It is interesting to note that essentially all the civilian reactor designs are really minor respins on 1950's plutonium producers pretending to be power plants, the very short (~6 months), low burn up fuel cycle gives it away as that is how you optimise for weapons grade isotopically pure Pu.
I suspect that the only reason nuke plants were installed in the first place, was as a means of maintaining the military nuclear infrastructure -- manufacture and production, and the knowledge base of actively experienced workers and engineers.
As soon as the Cold War started to wind down, so did the construction of new nuke plants. Now that there is much less strategic emphasis on nukes (they've pretty well matured in their role, and the quantity continues to decline as far as I know), there's less need for experienced workers, and plants are even closing.
As for actual mechanisms, I don't have any explanation, no. Correlation is great, but it doesn't mean anything in and of itself! Military-industrial complex? Look for changes in the regulatory atmosphere over time, and who's responsible for those changes? Possible. Just a suspicion.
The colloquial explanation is public pressure and poor economics.
That's not terribly satisfying to me, because public opinion can be swayed (the educated generally approve of nuclear power). For the budget on these stupid things ($B's), they could handily win a freaking election* if they budgeted a modest fraction of that to education, advertising and campaigning. Do they just not have their heart in it? A mere million dollars is serious getting-people-involved money, and we're talking thousands of millions. These things can't happen without a lot of people getting involved. Wouldn't they protect their investment by involving some advertising people? (Maybe they do, but keep it mostly local, where it matters most? Idunno.)
*The budget of the RNC and DNC is around $1B each, at least in presidential election cycles.
As for economics, that's largely driven by the astronomically staggering amount of paperwork needed for the whole thing, top down, bottom up, every component, every weldor, accounted for, accredited and licensed. Such a massive design inevitably contains mistakes and omissions, and there is no process to handle that. When mistakes are found, it just snowballs out of control. Take the Vogtle reactors for example: stuck in contractor disputes for apparently additional
billions worth of costs and legal fees, if I've understood it correctly.

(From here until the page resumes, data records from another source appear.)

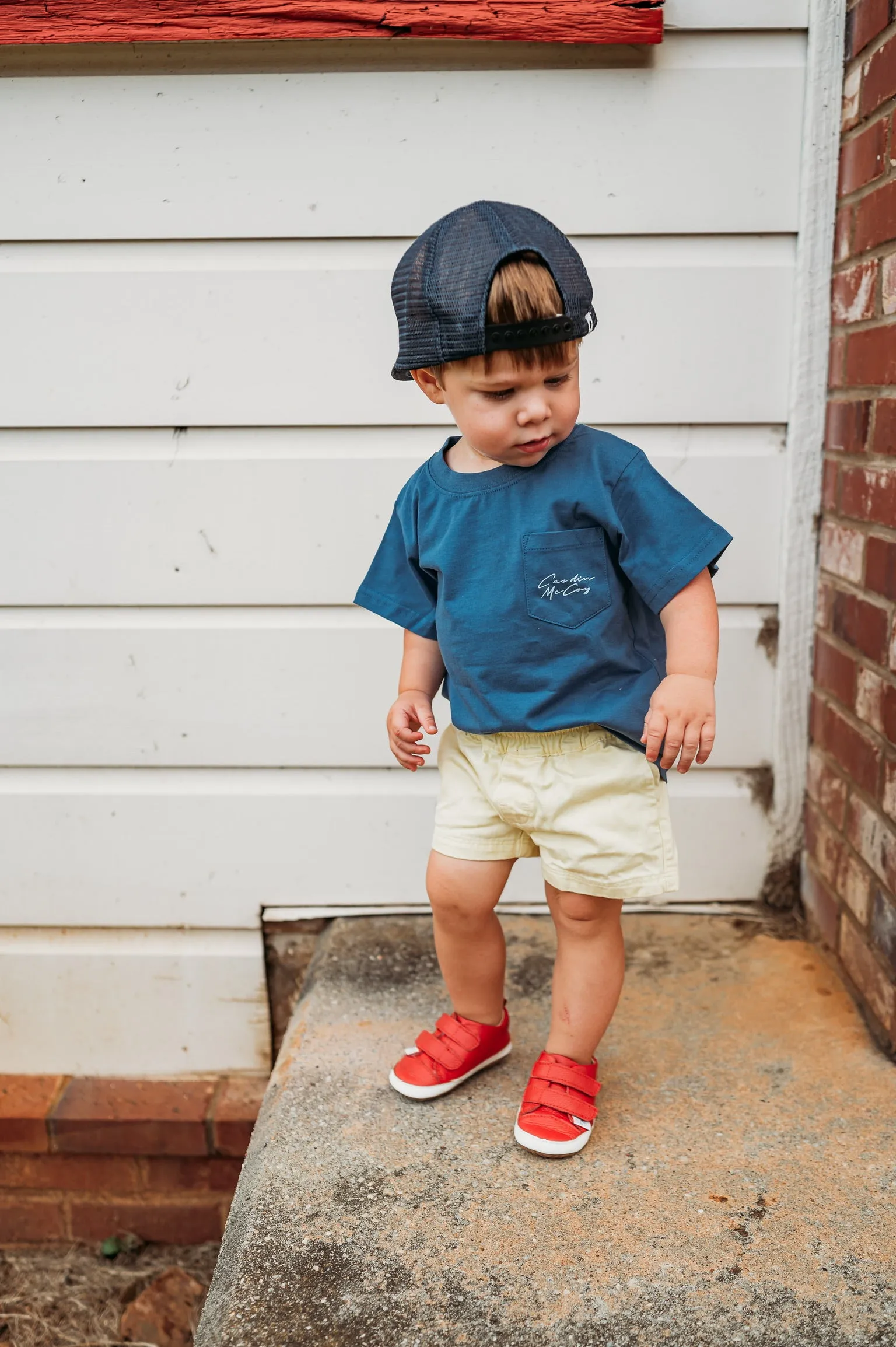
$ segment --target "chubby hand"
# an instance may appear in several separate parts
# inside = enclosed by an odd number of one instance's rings
[[[389,707],[385,727],[389,731],[389,748],[402,766],[408,772],[416,772],[430,752],[428,746],[420,742],[423,730],[435,734],[433,698],[426,692],[399,692]]]
[[[694,758],[705,762],[715,738],[715,691],[713,680],[693,674],[668,674],[651,698],[644,719],[641,744],[647,744],[648,762],[656,761],[666,740],[660,766],[668,769],[678,760],[678,770],[687,772]],[[392,750],[395,752],[395,750]]]

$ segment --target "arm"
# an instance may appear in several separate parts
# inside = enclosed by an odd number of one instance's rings
[[[418,766],[423,766],[424,754],[430,752],[420,740],[423,730],[435,734],[433,698],[443,678],[445,663],[439,643],[406,632],[399,695],[389,707],[385,727],[389,731],[389,748],[408,772],[416,772]]]
[[[697,757],[705,762],[715,738],[715,671],[718,667],[718,610],[709,571],[701,571],[660,612],[666,629],[666,678],[651,698],[641,744],[647,758],[656,761],[666,740],[660,766],[678,757],[687,772]]]

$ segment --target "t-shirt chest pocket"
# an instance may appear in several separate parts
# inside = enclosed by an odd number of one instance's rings
[[[602,528],[523,535],[523,578],[530,617],[581,626],[610,606]]]

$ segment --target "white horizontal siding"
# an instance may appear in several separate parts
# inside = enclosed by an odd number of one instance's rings
[[[4,921],[253,929],[269,905],[423,902],[437,791],[400,768],[4,769]],[[672,773],[670,795],[678,897],[755,898],[767,824],[748,776]],[[542,897],[539,874],[521,863],[508,900]]]
[[[582,346],[583,420],[786,419],[790,237],[578,242],[598,314]],[[438,423],[389,379],[402,248],[0,247],[3,424]]]
[[[769,758],[763,621],[721,613],[717,766]],[[352,607],[4,609],[0,762],[387,766],[400,659],[399,628]]]
[[[616,430],[734,535],[719,602],[775,603],[780,430]],[[441,435],[0,431],[0,605],[350,603]]]
[[[666,40],[675,30],[807,28],[808,0],[666,0]]]
[[[257,931],[0,928],[0,1072],[264,1071],[269,1051]]]
[[[794,230],[803,65],[780,34],[597,74],[5,79],[0,237],[406,236],[478,197],[583,234]]]
[[[443,431],[388,377],[392,267],[480,195],[577,234],[582,419],[736,535],[714,766],[670,792],[679,897],[759,893],[737,769],[771,753],[807,0],[666,22],[550,70],[331,43],[274,73],[292,43],[253,48],[268,74],[0,81],[0,1070],[264,1065],[261,907],[423,900],[438,777],[387,766],[397,632],[341,605]],[[508,898],[538,897],[523,862]]]

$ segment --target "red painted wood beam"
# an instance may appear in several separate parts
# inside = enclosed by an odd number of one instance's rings
[[[663,0],[0,0],[0,43],[476,38],[655,43]]]

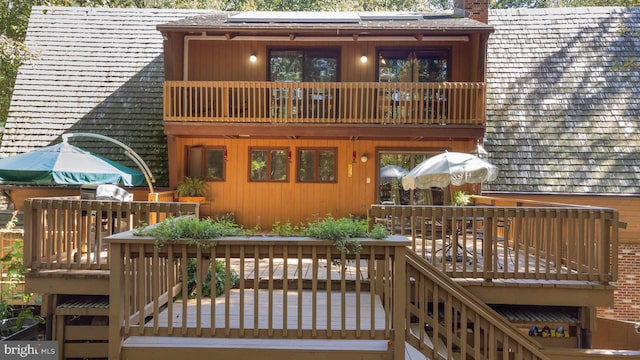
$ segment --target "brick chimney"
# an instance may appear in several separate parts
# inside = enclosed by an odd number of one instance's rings
[[[489,23],[489,0],[454,0],[453,8],[456,15]]]

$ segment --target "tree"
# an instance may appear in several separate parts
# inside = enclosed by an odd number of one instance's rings
[[[30,12],[29,1],[0,0],[0,126],[9,113],[18,68],[34,56],[24,45]]]

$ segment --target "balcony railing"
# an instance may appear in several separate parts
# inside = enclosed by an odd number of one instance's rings
[[[485,83],[167,81],[164,120],[483,125]]]

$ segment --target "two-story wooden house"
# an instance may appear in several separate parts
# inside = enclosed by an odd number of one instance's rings
[[[143,154],[170,190],[205,178],[203,214],[233,212],[248,228],[368,214],[400,237],[365,240],[357,255],[285,237],[159,250],[125,230],[194,204],[29,200],[26,285],[43,295],[60,356],[585,356],[595,308],[613,302],[615,210],[482,197],[414,206],[429,195],[380,174],[474,151],[492,28],[451,14],[259,15],[35,8],[28,42],[44,51],[21,70],[4,154],[29,134],[91,129]],[[239,284],[187,299],[186,263],[202,274],[213,258]]]
[[[443,14],[212,13],[158,25],[170,187],[248,227],[425,202],[380,177],[472,152],[492,28]],[[399,195],[399,196],[397,196]]]

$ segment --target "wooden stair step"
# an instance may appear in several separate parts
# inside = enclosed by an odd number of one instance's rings
[[[216,358],[390,360],[387,340],[342,339],[231,339],[174,336],[132,336],[122,346],[123,360]]]

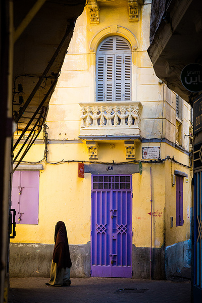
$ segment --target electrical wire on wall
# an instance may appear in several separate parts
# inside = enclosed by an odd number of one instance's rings
[[[41,160],[39,161],[37,161],[37,162],[30,162],[30,161],[22,161],[22,163],[29,163],[29,164],[36,164],[36,163],[41,163],[42,162],[44,162],[46,164],[52,164],[53,165],[59,165],[59,164],[63,164],[64,163],[88,163],[88,164],[92,164],[92,163],[95,163],[97,164],[105,164],[105,165],[121,165],[123,164],[138,164],[139,163],[139,160],[132,160],[131,161],[124,161],[122,162],[115,162],[114,161],[112,162],[102,162],[102,161],[90,161],[90,160],[88,160],[88,161],[85,161],[85,160],[65,160],[64,159],[63,159],[60,161],[57,162],[50,162],[48,160],[48,146],[49,143],[49,140],[48,140],[48,133],[47,131],[47,129],[48,128],[48,127],[47,126],[47,125],[46,125],[46,124],[45,123],[43,123],[43,140],[44,140],[44,145],[45,145],[45,148],[44,148],[44,156],[42,159],[41,159]],[[177,161],[177,160],[176,160],[174,158],[174,156],[173,157],[173,158],[171,158],[169,156],[168,156],[166,158],[165,158],[164,159],[162,159],[161,158],[159,159],[157,159],[157,160],[141,160],[141,162],[142,163],[147,163],[147,164],[159,164],[159,163],[163,163],[165,161],[167,161],[167,160],[170,160],[173,162],[174,162],[175,163],[176,163],[177,164],[179,164],[180,165],[182,165],[183,166],[184,166],[184,167],[186,167],[187,168],[190,168],[191,167],[190,166],[188,166],[187,165],[186,165],[185,164],[183,164],[183,163],[181,163],[180,162],[179,162],[178,161]]]

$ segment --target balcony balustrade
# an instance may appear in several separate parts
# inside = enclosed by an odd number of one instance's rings
[[[79,105],[79,136],[140,135],[140,102],[91,102]]]

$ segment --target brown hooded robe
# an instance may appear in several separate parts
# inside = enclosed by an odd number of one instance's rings
[[[65,223],[62,221],[59,221],[56,225],[55,241],[53,256],[54,262],[57,263],[59,268],[71,267],[67,230]]]

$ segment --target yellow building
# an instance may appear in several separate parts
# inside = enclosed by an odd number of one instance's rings
[[[155,75],[150,3],[89,0],[78,19],[43,138],[14,172],[11,276],[49,275],[60,220],[72,276],[190,265],[190,107]]]

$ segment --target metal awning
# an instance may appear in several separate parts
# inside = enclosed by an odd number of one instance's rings
[[[75,22],[85,5],[85,0],[13,2],[13,114],[20,136],[13,152],[25,132],[29,133],[25,152],[22,149],[14,162],[20,163],[41,129]]]

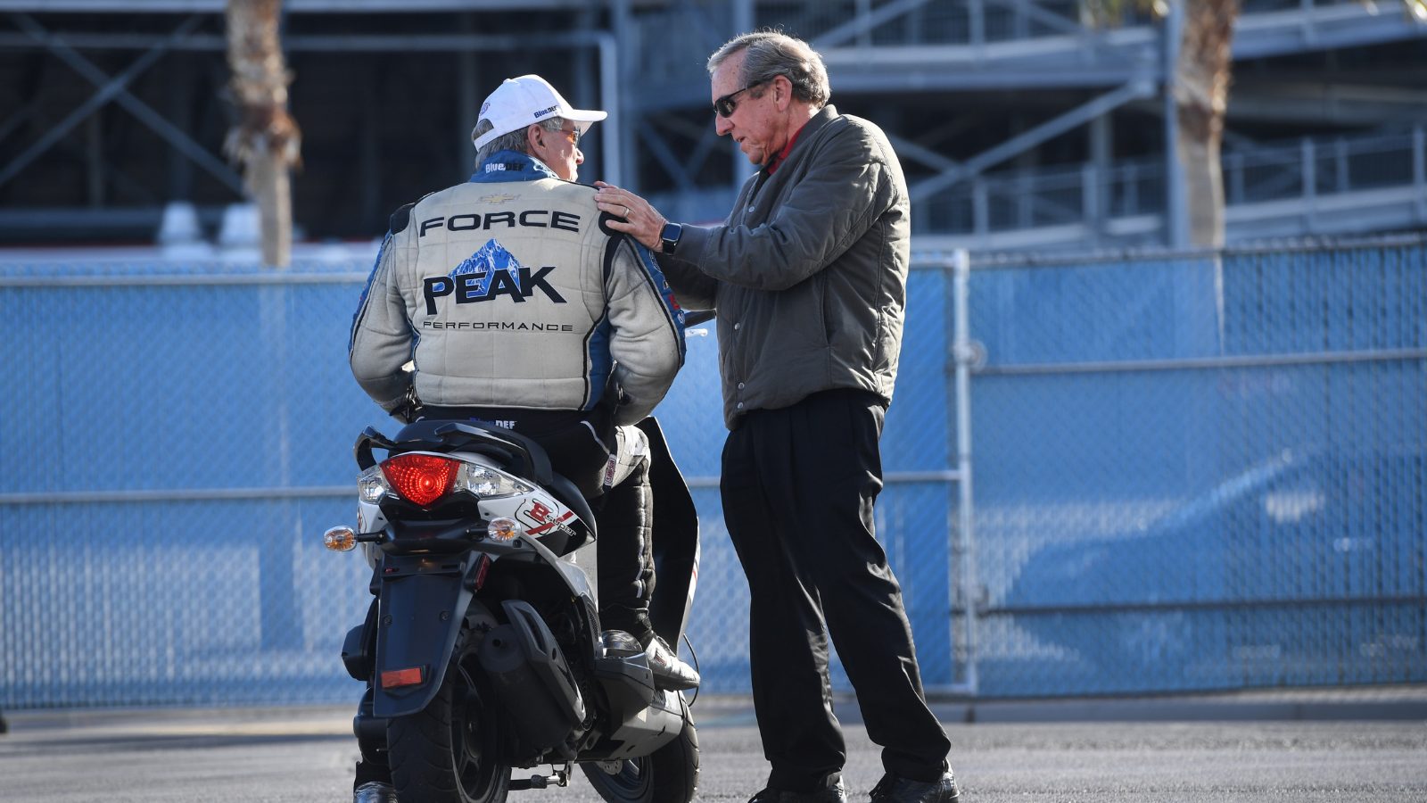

Conventional power plants aren't much less dangerous, and are built on a regular basis, without nearly as much quibbling, and much leaner budgets. Simply enough: to build nukes, apply the same regulations to them, adding only what is needed to control and protect the nuclear part of the system. They'll pop up overnight.
Maybe the designers, builders, and perhaps owners too, of conventional power plants, are the ones lobbying for restrictive nukes? No idea. Someone, something, somewhere, definitely has it against them, that much is clear.